Integration by parts gives:
$\displaystyle \int x. xe^{-x^2} dx= -\frac12e^{-x^2}+\frac12\int e^{-x^2}dx$
So I think, that with some effort you can express it using Phi-function or some of the related functions, but you cannot expect a closed form using only elementary functions.
(I hope I haven't made some embarrassing error in the calculation - but plenty of attentive eyes are here, ready to spot any mistake.)
Indeed, there was an error - forgotten x.
I still assume $\displaystyle \theta=1$.
Integration by parts gives:
$\displaystyle \int_0^\infty x. xe^{-x^2} dx= \left[-\frac12 xe^{-x^2}\right]_0^\infty+\frac12\int_0^\infty e^{-x^2}dx=\frac14\sqrt\pi$
The result obtained Gamma function is the same: $\displaystyle \frac12\Gamma\left(\frac32\right)=\frac14\sqrt{\pi }$
Do i then have dv=$\displaystyle x^2 dx$ and v=$\displaystyle 1/3*x^3$
and then do uv-$\displaystyle \int v du$ ???

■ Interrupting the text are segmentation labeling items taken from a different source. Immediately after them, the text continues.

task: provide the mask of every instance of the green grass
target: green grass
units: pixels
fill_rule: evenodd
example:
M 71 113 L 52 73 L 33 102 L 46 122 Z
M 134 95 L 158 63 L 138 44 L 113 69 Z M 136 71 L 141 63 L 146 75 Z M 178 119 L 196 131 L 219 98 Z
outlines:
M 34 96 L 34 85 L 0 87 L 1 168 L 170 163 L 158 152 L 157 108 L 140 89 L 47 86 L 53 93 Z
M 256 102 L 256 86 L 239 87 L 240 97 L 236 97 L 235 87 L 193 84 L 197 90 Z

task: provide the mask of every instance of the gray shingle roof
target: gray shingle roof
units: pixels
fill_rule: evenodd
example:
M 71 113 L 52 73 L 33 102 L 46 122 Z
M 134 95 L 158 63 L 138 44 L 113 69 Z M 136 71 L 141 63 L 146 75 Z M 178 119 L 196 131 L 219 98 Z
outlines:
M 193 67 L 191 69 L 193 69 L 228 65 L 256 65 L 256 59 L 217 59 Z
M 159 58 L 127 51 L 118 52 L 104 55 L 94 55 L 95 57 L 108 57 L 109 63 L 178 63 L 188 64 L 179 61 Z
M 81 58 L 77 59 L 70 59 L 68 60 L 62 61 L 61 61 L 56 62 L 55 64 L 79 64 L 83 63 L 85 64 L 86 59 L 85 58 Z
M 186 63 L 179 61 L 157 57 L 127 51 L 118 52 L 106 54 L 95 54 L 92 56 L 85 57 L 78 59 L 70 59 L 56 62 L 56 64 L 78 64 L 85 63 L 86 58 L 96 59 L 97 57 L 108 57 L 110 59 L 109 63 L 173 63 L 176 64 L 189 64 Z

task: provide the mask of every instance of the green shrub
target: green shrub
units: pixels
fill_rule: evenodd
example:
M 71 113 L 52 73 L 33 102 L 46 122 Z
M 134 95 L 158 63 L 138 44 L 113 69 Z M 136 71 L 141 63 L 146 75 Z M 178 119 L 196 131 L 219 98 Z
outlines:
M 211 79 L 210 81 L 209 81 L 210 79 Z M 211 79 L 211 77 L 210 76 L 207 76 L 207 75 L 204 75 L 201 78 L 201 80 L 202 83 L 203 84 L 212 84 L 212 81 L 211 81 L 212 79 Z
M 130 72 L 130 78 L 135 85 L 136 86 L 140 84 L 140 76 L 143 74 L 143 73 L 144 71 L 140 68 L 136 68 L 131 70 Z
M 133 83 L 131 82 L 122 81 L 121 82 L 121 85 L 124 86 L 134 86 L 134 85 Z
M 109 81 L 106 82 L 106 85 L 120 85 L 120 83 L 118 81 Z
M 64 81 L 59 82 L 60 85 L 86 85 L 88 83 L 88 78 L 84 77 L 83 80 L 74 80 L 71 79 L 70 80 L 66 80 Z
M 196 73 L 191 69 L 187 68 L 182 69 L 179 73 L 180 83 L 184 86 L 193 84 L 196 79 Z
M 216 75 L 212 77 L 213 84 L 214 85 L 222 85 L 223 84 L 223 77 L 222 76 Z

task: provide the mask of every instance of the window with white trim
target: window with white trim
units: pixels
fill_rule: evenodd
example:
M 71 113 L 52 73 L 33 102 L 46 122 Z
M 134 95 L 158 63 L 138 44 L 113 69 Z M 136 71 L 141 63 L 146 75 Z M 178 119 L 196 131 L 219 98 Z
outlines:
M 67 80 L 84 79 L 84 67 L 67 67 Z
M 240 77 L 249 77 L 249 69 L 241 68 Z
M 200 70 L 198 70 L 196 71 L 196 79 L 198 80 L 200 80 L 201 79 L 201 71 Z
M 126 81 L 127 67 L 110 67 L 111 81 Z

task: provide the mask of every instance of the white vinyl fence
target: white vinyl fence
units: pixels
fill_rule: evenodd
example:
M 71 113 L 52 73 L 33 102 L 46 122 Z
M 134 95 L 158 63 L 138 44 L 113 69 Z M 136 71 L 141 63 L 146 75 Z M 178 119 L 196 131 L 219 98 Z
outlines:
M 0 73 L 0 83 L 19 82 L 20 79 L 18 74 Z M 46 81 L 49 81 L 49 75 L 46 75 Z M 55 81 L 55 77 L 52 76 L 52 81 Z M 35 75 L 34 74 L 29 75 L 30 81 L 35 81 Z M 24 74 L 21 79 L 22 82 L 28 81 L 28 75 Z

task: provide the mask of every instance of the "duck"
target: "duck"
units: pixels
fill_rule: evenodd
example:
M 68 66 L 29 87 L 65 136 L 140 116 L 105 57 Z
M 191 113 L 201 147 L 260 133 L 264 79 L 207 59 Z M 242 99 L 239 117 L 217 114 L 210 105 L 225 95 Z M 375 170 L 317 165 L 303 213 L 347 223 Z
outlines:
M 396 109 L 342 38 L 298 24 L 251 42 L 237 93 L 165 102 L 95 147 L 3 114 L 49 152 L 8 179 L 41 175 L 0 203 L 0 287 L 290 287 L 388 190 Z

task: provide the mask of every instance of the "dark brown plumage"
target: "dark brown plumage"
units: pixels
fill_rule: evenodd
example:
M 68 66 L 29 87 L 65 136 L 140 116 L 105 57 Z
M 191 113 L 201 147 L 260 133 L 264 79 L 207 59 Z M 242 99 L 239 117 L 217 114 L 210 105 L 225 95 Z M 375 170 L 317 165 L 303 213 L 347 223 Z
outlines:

Also to add to the fun of this problem:
I know that the distribution of $\displaystyle x^2$ is an $\displaystyle exp(\theta)$
and the whole integral is $\displaystyle (2x^2/\theta) * e^(-x^2/\theta)$.
Ideally I would like this integral to equal 1/2 but i have a feeling it's not going to happen.
Sorry if I confused you, but when I mentioned u, I was not talking about integration by parts but about Chris' suggestion with Gamma-function.
In the integration by parts I took $\displaystyle u=x$ and $\displaystyle v'=xe^{-x^2/2}$. (I do not know, what notation are you used to.)